Panelist correctly denies complaint despite no response from domain name owner.
Yesterday I wrote about a a no good, very bad UDRP decision in which the domain owner didn’t respond but the panelist still shouldn’t have awarded the domain name to the complainant, Virgin.
Today comes a World Intellectual Property Organization decision with a non-response in which the panelist correctly denied the complaint.
Opus Group AB of Sweden filed the case against Opus Group LLC of New York.
We don’t know much about the domain owner, which didn’t respond to the dispute. But we do know that its name in Whois is Opus Group LLC, and Opus Group AB didn’t provide any evidence that this isn’t the actual registrant’s name.
That needed to be addressed because a company named Opus Group LLC would presumably have rights or a legitimate interest in the domain name OpusGroup.com.
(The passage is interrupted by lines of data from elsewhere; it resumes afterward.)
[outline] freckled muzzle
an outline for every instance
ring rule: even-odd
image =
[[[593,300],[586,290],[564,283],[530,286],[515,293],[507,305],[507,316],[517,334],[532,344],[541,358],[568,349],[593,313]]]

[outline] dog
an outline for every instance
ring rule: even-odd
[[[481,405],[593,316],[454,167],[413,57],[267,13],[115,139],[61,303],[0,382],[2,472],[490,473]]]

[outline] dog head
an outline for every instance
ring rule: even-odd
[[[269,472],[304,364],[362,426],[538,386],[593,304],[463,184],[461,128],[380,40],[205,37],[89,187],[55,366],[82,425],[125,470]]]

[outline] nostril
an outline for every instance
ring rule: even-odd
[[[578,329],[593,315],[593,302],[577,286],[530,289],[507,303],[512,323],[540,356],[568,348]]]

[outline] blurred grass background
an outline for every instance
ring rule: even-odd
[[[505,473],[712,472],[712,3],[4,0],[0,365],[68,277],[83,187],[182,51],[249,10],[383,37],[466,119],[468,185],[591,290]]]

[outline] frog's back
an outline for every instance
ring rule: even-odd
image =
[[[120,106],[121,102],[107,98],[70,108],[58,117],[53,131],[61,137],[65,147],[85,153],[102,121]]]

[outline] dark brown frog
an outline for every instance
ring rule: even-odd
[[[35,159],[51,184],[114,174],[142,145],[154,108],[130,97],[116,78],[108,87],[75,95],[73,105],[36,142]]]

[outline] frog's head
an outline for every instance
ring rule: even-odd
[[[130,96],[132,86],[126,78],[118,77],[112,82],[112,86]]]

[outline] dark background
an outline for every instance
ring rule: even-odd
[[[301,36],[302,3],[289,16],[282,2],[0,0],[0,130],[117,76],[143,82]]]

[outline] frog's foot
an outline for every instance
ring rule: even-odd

Panelist Ian Lowe called the complainant on this. He also determined:
…the Panel considers that the Complainant has failed to demonstrate on any view that the Respondent is likely to have had the Complainant and its rights in any relevant trademark in mind at the time it registered the Domain Name, and that the Complainant has therefore failed to establish that the Domain Name was registered in bad faith.
It’s easy for a panelist to rubber stamp a complaint in which the domain owner doesn’t respond. Kudos to Ian Lowe for making the right decision in this case.
(The complainant also lost a case for Opus.group that is owned by a different group.)